God knows from all eternity to all eternity what will take place
Isaiah 48:5-8 – I have declared it unto thee
Isaiah 46:9-10 – God declares the end from the
beginning
”My counsel shall stand, and I will do all my pleasure.”
Omniscience = God’s perfect and eternal knowledge of all things which are objects of knowledge, whether they be actual or possible, past, present or future.
His creation – Psalm 147:4 – knows the stars by name
Birds – Matthew 10:29 – Not one falls without his knowledge
Men and works – Psalm 33:13-15 – considers all their works
Thoughts of men – Acts 15:8 – God, who knows the heart
Past – Malachi 2:16 – book of remembrance
Future – Isaiah 46:9-10 – declaring the end from the beginning
Future free acts – Isaiah 44:28 – Cyrus, He is my shepherd and shall perform my pleasure
Future evil acts – Acts 2:23 – delivered by the determinate counsel and foreknowledge of God
Incomprehensible – Psalm 139:6 – Such knowledge is too wonderful for me
Every event of every person – Hebrews 4:13 – all things are naked and laid open before Him
The omniscience of God may be argued from his omnipresence, as well as from his truth or self-knowledge. [Since God is present with me, he knows my thoughts, actions, hair count, etc.]

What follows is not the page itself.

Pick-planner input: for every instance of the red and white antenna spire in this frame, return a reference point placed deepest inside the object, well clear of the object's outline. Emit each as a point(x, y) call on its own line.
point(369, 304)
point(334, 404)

Since it is free from all imperfection, God’s knowledge is immediate, as distinguished from the knowledge that comes through sense or imagination; simultaneous, as not acquired by successive observations, or built up by processes of reasoning; distinct, as free from all vagueness or confusion; true, as perfectly corresponding to the reality of things; eternal, as comprehended in on timeless act of the divine mind.
Since God knows things as they are, he knows the necessary sequences of his creation as necessary, free acts of his creatures as free, the possible as ideally possible.
The fact that there is nothing in the present condition of things from which the future actions of free creatures necessarily follow by natural law does not prevent God from foreseeing such actions, since his knowledge is not mediate, but immediate.
He not only foreknows the motive, which will occasion men’s acts, but he directly foreknows the acts themselves.
Omniscience is not causative. It is not to be confounded with the predetermining will of God. Free actions do not take place because they are foreseen, but they are foreseen because they are to take place.
Omniscience embraces the actual and the possible, but it does not embrace the self-contradictory and the impossible, because these are not objects of knowledge.